I am a complete novice when it comes to survival analysis. I am working on a project that requires I use the coxph function in the "survival" package, but I am running into trouble because I do not understand what is required by the formula object.
Most descriptions I can find about the function are as follows:
"a formula object, with the response on the left of a ~ operator, and the terms on the right. The response must be a survival object as returned by the Surv function. "
I know what needs to be on the left of the operator, the issue is what the function expects from the right-hand side.
Here is a link of what my data looks like (The actual data set is much larger, I'm only displaying the first 20 data points for brevity):
Short explanation of data:
-Row 1 is the header
-Each row after that is a separate patient
-The first column is the age of the patient at the time of the study
-columns 2 through 14 (headed by x2-x13), and 19 (x18) and 20 (x19) are covariates such as race, relationship status, medical conditions that take on either true (1) or false (0) values.
-columns 15 (x14) through 18 (x17) are covariates such as tumor size, which take on whole number values greater than 0.
-The second to last column "sur" is the number of months survived, and "index" is whether or not that is a right-censored time (1 for true, 0 for false).
Given this data I need to plot a Cox Proportional hazard curve, but I end up with an incorrect plot because the right hand side of the formula object is wrong.
Here is my code, "temp4" is the name I gave to the data table:
library("survival")
temp4 <- read.table("~/data.txt", header=TRUE)
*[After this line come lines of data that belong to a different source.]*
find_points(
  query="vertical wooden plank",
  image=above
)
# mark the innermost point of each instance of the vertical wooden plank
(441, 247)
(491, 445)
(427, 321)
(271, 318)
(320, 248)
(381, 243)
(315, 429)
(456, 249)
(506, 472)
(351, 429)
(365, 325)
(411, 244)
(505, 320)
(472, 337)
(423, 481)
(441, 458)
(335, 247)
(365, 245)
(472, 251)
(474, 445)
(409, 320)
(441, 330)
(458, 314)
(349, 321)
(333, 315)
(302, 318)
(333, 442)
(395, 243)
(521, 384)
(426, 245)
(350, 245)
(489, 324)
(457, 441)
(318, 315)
seerCox <- coxph(Surv(sur, index)~ temp4$x1 + temp4$x2 + temp4$x3 + temp4$x4 + temp4$x5 + temp4$x6 + temp4$x7 + temp4$x8 + temp4$x9 + temp4$x10 + temp4$x11 + temp4$x12 + temp4$x13 + temp4$x14 + temp4$x15 + temp4$x16 + temp4$x17 + temp4$x18 + temp4$x19, data=temp4, singular.ok=TRUE)
plot(survfit(seerCox), main= "Cox Estimate", mark.time=FALSE, ylab="Probability", xlab="Survival Time in Months", col=c("blue", "red", "green"))
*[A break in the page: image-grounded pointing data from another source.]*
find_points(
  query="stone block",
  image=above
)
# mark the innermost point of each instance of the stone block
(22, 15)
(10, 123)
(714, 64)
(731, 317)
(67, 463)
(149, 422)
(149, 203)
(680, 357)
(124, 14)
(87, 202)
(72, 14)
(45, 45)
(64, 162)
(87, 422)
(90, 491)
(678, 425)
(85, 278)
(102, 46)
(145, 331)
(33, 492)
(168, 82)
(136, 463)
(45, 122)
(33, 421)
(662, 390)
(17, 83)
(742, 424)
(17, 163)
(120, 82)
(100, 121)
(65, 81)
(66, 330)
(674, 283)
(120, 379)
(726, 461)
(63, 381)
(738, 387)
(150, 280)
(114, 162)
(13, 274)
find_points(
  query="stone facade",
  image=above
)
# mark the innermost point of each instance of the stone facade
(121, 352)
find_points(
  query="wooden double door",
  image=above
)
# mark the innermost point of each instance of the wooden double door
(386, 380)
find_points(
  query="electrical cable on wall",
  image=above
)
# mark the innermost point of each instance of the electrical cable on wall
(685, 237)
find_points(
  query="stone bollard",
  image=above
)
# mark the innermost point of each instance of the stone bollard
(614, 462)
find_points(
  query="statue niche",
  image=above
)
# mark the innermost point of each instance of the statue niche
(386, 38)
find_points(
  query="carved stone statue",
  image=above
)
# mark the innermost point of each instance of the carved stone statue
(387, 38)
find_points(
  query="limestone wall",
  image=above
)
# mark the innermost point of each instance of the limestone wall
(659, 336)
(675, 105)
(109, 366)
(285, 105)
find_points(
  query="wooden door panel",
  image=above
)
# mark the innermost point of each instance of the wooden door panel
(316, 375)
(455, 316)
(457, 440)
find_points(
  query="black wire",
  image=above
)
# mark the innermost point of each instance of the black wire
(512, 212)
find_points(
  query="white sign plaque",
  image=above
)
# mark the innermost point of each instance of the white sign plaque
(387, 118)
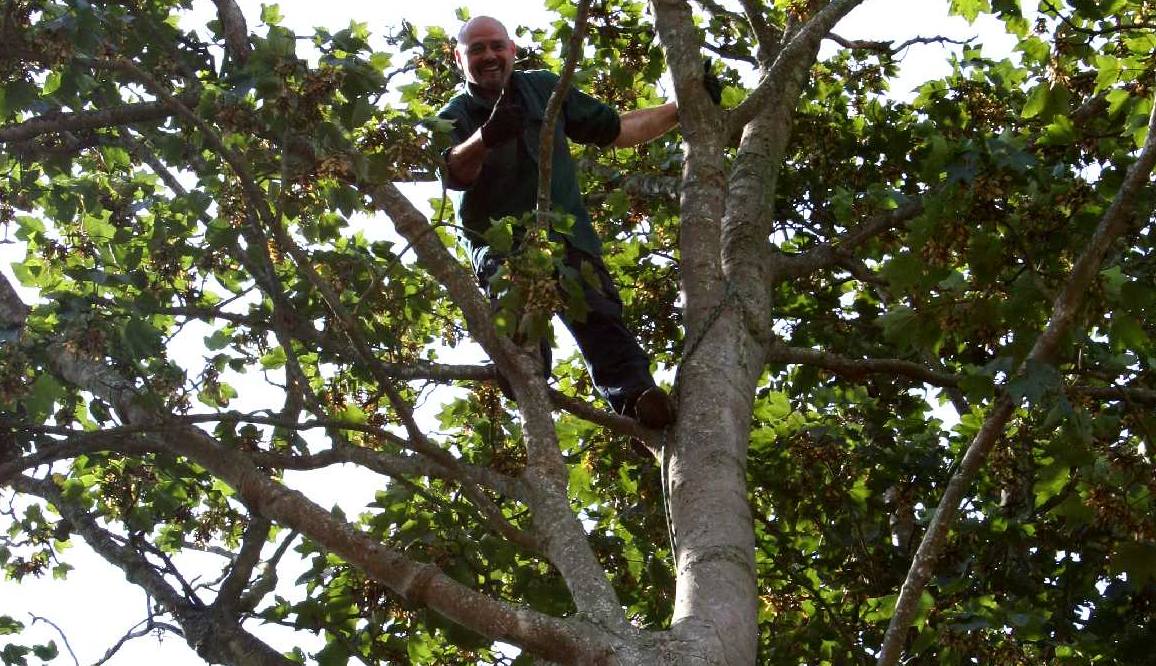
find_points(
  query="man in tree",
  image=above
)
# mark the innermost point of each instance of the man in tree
(493, 167)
I should also note that I have tried replacing the right hand side that you're seeing with the number 1, a period, leaving it blank. These methods produce a kaplan-meier curve.
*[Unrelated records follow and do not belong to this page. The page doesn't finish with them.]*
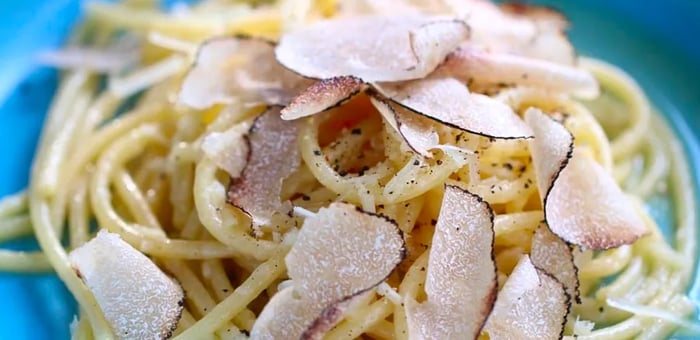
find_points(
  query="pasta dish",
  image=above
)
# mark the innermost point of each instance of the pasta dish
(337, 169)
The following is the console output:
Each new line is an example of the error produced depending on how I filter the data. (ie if I only include patients with ages greater than 85, etc.)
If someone could explain how it works, it would be greatly appreciated.
PS- I have searched for over a week to my solution, and I am asking for help here as a last resort.
You should not be using the prefix temp$ if you are also using a data argument. The whole purpose of supplying a data argument is to allow dropping those in the formula.
seerCox <- coxph( Surv(sur, index) ~ . , data=temp4, singular.ok=TRUE)
The above would use all of the x-variables in your temp data.frame. This will use just the first 3:
seerCox <- coxph( Surv(sur, index) ~ x1+x2+x3 , data=temp4)
Exactly what the warnings signify depends on the data (as you have in one sense already exemplified by producing different sorts of collinearity with different subsets.) If you have collinear columns, then you get singularities in the inversion of the model matrix and the software will attempt to drop aliased columns with a warning. This is really telling you that you do not have enough data to build the large models you are attempting. Exploring that possibility with table calls is often informative.
Bottom line: This is not a problem with your formula construction, so much as it is a problem of not understanding the limitations of the chosen method with the dataset you have assembled. You need to be more careful about defining your goals. What is the highest priority in this research? Do you really need every variable? Is it possible to aggregate some of these anonymous variables into clinically meaningful categories such as diagnostic categories or comorbities?